AI ResearchKR

Spectrum: 3-5x Diffusion Speedup Without Any Training -- The Power of Chebyshev Polynomials

CVPR 2026 paper from Stanford/ByteDance. Chebyshev polynomial feature forecasting achieves 4.79x speedup on FLUX.1, 4.56x on HunyuanVideo. Training-free, instantly applicable to any model.

Spectrum: 3-5x Diffusion Speedup Without Any Training -- The Power of Chebyshev Polynomials

Spectrum: 3-5x Diffusion Speedup Without Any Training -- The Power of Chebyshev Polynomials

Diffusion models produce stunning images and videos, but they're slow. A 50-step sampling process requires pushing billions of parameters through the network at every single step. Methods like DDIM and DPM-Solver reduce the number of steps, but each step still demands a full network forward pass.

Spectrum, from Stanford and ByteDance (CVPR 2026), takes an entirely different approach. Instead of reducing steps, it skips the network computation at certain steps entirely -- without any additional training. The key insight: model the feature evolution along the diffusion trajectory using Chebyshev polynomials, then forecast features at skipped steps.

The results: 3.47-4.79x speedup on FLUX.1, 3.36-4.56x on HunyuanVideo -- with minimal quality degradation.

Background: Two Directions for Diffusion Acceleration

Making diffusion models faster falls into two categories:

1. Step Reduction

Methods like DDIM, DPM-Solver, and DPM-Solver++ use better ODE/SDE solvers to reduce 50 steps to 20-25. But each step still requires a full network forward pass.

2. Feature Caching/Reuse

Methods like DeepCache (CVPR 2024) reuse features computed at previous steps, allowing some steps to skip the network computation entirely. This reduces the per-step cost rather than the step count.

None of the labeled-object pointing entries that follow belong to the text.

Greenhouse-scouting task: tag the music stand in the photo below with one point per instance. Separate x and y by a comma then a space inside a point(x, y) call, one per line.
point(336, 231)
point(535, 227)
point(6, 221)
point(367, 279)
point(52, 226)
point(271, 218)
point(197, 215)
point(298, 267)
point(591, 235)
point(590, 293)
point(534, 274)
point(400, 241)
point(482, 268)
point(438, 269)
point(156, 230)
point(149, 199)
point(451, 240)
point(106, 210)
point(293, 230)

Spectrum is the latest evolution of the second category. Rather than naively copying previous features, it makes mathematically rigorous predictions.

The Problem with Taylor Expansion

Before Spectrum, TaylorSeer (ICCV 2025) attempted feature prediction using Taylor expansion. The fundamental problem: Taylor expansion is a local approximation. It's accurate near the cached points but errors grow rapidly with distance. When you skip multiple steps, errors compound and image quality degrades significantly.

Think of it this way: Taylor expansion predicts the future by looking at "what just happened recently." It's like predicting stock prices will keep rising because they rose yesterday -- reasonable short-term, but unreliable for longer horizons.

Spectrum's Core Idea: Global Spectral Approximation

Spectrum's key insight is elegant:

View each feature channel's evolution along the diffusion sampling trajectory as a function over time, and approximate it with a linear combination of Chebyshev polynomials.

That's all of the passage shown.